The federal probe could further pry open past secrets of the West Linn Police Department that began to surface thanks to the discrimination lawsuit filed by Fesser.

Fesser, an African American man from Portland, had irked a friend of former Chief Terry Timeus, Fesser's employer Eric Benson, by complaining of racist comments and discrimination in the workplace. That caused Timeus to launch an investigation involving at least three police officers then working for West Linn, apparently intended to torpedo any lawsuit by Fesser.

On Feb. 13, The Oregonian reported on the settlement and underlying story.

Oregon U.S. Sens. Ron Wyden, Jeff Merkley and U.S. Rep. Earl Blumenauer called for a federal investigation.

On the following day, West Linn Mayor Russ Axelrod and the West Linn City Council followed suit with their own request.

But it turns out U.S. Attorney Billy Williams already had launched his investigation by Valentine's Day, five days before news of the probe surfaced.

On Friday, Feb. 21, in response to a records request by the Portland Tribune and West Linn Tidings, West Linn officials released the federal demand for documents that it received a week before.

The subpoena demands the city produce the following:

• All personnel and disciplinary files related to Sgt. Tony Reeves, Lt. Michael Stradley, Det.
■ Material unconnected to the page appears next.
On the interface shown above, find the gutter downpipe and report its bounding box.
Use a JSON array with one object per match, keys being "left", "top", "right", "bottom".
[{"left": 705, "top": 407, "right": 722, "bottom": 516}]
Michael Boyd and Chief Terry Timeus.

• All records related to Michael Fesser in possession of the city, including emails, records of the criminal investigation, related communications and any follow-up investigations by the department.

• All West Linn police policies and procedures.

The federal subpoena gives the city until March 17 to produce all the documents.

On Thursday, the West Linn Tidings and Portland Tribune reported that a long-secret 100-page report probing allegations of racism and criminal misconduct by Timeus was never shared with members of the City Council.